Eighteen Republican North Carolina state senators have formally asked Gov. Roy Cooper exactly what his latest executive order means when it comes to worship services.

Executive Order 138, better known as Phase 1 of the reopening process, clearly singles out worship services for special restrictions, but the Republican senators in a letter dated Friday, May 8 ask what those restrictions mean for houses of worship.

The letter notes that “mass gatherings” of more than 10 people are prohibited, but worship services and other activities protected by the First Amendment are excluded from that prohibition.
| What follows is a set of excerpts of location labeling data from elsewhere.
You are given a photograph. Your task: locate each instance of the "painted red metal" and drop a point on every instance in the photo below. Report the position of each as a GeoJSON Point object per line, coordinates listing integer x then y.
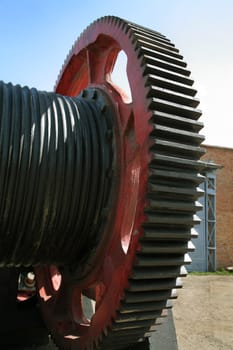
{"type": "Point", "coordinates": [106, 275]}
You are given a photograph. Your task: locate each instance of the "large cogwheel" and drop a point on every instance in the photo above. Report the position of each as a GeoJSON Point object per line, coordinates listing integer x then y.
{"type": "Point", "coordinates": [135, 269]}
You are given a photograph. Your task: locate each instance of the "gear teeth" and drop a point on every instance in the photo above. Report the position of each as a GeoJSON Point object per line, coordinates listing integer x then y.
{"type": "Point", "coordinates": [171, 201]}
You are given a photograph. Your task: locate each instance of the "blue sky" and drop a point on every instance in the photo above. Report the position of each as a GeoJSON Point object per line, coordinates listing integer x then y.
{"type": "Point", "coordinates": [36, 36]}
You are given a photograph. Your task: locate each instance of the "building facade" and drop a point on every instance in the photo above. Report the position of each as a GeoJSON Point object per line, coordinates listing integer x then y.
{"type": "Point", "coordinates": [214, 246]}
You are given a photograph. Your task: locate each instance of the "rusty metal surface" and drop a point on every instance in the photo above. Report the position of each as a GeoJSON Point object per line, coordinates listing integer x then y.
{"type": "Point", "coordinates": [156, 197]}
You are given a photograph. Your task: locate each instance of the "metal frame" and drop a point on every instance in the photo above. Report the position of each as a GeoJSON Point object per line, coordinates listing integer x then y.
{"type": "Point", "coordinates": [210, 210]}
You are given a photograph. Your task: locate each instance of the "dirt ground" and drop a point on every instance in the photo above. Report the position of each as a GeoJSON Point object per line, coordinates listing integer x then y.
{"type": "Point", "coordinates": [203, 313]}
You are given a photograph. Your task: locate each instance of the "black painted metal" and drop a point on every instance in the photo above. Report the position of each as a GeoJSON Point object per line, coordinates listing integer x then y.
{"type": "Point", "coordinates": [55, 154]}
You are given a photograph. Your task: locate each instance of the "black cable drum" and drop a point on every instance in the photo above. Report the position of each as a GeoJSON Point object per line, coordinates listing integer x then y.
{"type": "Point", "coordinates": [56, 154]}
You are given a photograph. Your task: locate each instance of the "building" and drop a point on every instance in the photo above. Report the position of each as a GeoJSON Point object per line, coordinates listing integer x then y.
{"type": "Point", "coordinates": [214, 246]}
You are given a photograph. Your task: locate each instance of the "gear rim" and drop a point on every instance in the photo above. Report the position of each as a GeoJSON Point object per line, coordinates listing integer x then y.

The letter states, “We commend you decision to allow worship services to proceed. The right to worship is protected by the First Amendment and should never be infringed. Particularly during this time of crisis, people are relying on their faith and the support of their church families.”

But the letter notes that the Phase 1 order “provides that any worship services or other protected First Amendment activities excluded from your definition of mass gatherings ‘shall take place outdoors unless impossible.’ Many faith leaders and other constituents who are eager to resume worship services this Sunday have reached out to our offices with confusion of what conditions make an outdoor worship service ‘impossible.’”
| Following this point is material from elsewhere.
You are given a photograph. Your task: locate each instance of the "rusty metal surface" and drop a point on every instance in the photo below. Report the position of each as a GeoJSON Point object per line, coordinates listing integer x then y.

The letter continues, “Is a worship service impossible in the event of severe weather, light rain, strong wind, heat or cold? Is it impossible if a particular church lacks suitable outdoor space to conduct a worship service for its congregation? Is it impossible to conduct a worship service outside if the audio, visual or other equipment necessary to conduct the service cannot be moved outside or is otherwise at risk of damage if moved outside?”

The letter asks for immediate clarification of the conditions that make an outdoor worship service “impossible” so that churches and faith organizations can make plans for their services without fear of criminal penalties “if they don’t reach the correct interpretation of ‘impossible.’”

The letter does not ask the larger question, which is why those who wish to exercise the freedom to shop, which is not protected by the First Amendment, are given far more leeway to exercise that freedom than those who wish to exercise their freedom to worship, which is protected.